If you manage a healthcare organization, recognize this: Valuing your doctors is not merely compassionate—it is strategic. Engaged physicians provide superior care. You needn’t implement superficial wellness initiatives or offer vouchers for leisure activities. What we seek is independence. For some, wellness entails daily fitness; for others, it encompasses religious practices or time spent with family. Allow us to determine what we require to remain whole.

The harm inflicted by the current framework is genuine—and yet accountability remains elusive. If a physician experiences anxiety due to persistent work pressure and needs assistance, shouldn’t that be considered a workplace injury? Shouldn’t workers’ compensation be applicable? These concerns are not outliers. They are indicative of a system that desperately requires reform.

We must cease treating healthcare as a service. It is not a transaction—it is a relationship built on trust, compassion, and care. I became a physician to contribute and guide, not to become a “provider” in a mechanized system. We are doctors, nurses, physician assistants, and technologists. However, in the existing framework, we are deprived of the opportunity to genuinely serve—or to guide.

**Nicole Solomos, DO:**

As physicians, we have an authentic need to bond with patients, and with one another. In the examination room, or in the office, engaging in an empathetic dialogue and listening to one another is the most crucial way to bridge the gap in medicine.
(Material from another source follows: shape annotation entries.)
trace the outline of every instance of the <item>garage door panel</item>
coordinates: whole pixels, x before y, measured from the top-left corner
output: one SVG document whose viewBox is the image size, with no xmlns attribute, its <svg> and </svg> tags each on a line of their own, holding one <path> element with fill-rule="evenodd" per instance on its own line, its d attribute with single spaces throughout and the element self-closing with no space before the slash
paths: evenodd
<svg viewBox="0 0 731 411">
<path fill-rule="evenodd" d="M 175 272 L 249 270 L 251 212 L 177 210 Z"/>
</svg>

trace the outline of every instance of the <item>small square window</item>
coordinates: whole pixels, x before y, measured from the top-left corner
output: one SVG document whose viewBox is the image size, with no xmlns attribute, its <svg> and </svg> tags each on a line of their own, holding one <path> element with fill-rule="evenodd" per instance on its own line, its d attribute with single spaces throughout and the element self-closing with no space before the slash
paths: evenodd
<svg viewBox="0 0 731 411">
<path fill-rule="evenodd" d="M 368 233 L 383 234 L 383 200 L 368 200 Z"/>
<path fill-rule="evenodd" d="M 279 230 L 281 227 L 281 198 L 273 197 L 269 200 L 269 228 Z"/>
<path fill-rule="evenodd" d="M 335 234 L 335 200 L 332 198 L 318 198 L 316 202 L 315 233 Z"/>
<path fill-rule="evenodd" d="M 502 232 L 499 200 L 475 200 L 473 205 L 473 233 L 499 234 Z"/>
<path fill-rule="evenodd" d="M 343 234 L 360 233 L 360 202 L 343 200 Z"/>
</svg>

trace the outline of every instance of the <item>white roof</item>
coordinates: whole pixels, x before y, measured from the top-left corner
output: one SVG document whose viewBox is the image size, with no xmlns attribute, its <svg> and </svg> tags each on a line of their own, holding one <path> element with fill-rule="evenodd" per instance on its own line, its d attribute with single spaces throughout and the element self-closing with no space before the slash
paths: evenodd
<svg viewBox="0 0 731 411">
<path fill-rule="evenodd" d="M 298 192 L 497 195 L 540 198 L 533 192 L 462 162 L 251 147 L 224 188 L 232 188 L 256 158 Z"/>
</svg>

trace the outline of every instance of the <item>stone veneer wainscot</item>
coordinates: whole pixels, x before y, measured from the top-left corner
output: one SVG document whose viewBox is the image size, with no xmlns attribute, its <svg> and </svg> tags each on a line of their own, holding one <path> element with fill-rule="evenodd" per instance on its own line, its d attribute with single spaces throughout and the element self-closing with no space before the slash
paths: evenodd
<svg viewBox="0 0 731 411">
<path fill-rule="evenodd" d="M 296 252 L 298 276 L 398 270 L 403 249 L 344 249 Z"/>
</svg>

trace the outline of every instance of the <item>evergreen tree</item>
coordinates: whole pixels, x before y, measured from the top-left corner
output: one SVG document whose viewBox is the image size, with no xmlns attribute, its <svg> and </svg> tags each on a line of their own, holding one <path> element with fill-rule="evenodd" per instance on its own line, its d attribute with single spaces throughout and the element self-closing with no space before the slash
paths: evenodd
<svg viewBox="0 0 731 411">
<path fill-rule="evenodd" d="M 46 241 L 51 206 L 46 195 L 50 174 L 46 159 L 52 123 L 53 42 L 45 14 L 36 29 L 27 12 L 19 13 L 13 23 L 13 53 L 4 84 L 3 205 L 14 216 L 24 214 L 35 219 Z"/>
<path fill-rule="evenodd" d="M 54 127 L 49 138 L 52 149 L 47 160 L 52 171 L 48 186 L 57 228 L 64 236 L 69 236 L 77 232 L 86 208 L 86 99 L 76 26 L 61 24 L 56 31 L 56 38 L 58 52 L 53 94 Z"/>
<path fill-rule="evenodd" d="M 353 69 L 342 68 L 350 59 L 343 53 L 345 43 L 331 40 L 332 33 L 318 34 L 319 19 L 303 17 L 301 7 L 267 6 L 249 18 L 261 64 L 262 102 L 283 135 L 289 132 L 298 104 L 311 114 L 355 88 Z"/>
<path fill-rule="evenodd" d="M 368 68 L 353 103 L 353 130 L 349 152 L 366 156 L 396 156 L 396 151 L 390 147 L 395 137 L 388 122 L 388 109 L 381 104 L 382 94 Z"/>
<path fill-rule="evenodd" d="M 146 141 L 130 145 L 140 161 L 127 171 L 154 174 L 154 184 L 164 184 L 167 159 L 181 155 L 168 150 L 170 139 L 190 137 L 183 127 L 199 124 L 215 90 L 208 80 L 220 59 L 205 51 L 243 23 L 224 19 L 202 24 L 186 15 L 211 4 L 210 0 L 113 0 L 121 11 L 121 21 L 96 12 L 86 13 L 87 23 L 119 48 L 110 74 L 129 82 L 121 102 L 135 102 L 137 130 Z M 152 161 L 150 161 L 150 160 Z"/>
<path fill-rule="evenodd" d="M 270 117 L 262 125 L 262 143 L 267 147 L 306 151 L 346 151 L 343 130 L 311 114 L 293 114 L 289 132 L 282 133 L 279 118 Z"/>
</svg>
In addition to the overwhelming expectations currently imposed on doctors by external sources, regrettably, there are instances where physicians impose extra pressures by belittling fellow doctors in various ways. Prejudices based on whether one is an MD or a DO, or the prestige associated with one’s medical school in comparison to another’s. Certain surgeons may look down upon non-surgeons. Some higher earners may disregard specialties that do not yield as high an income. There is bias based on how much one physician may work compared to another—being on call, in the OR, in the office, etc. There is also scrutiny based on politics, religion, culture, race, or sexual orientation. Those who challenge established norms in medicine versus those who staunchly maintain that this is “the science,” refusing to entertain alternative discussions.

Is this the dawn of the demise for physicians? Are the higher-ups perched upon their pedestals, ready to strike down anyone that poses a threat to their position in the hierarchy? The staunch “follow the” scientists who attended esteemed institutions and are clinging to their status for dear life? It appears we are at a tipping point in the profession. The traditionalists versus the rebels.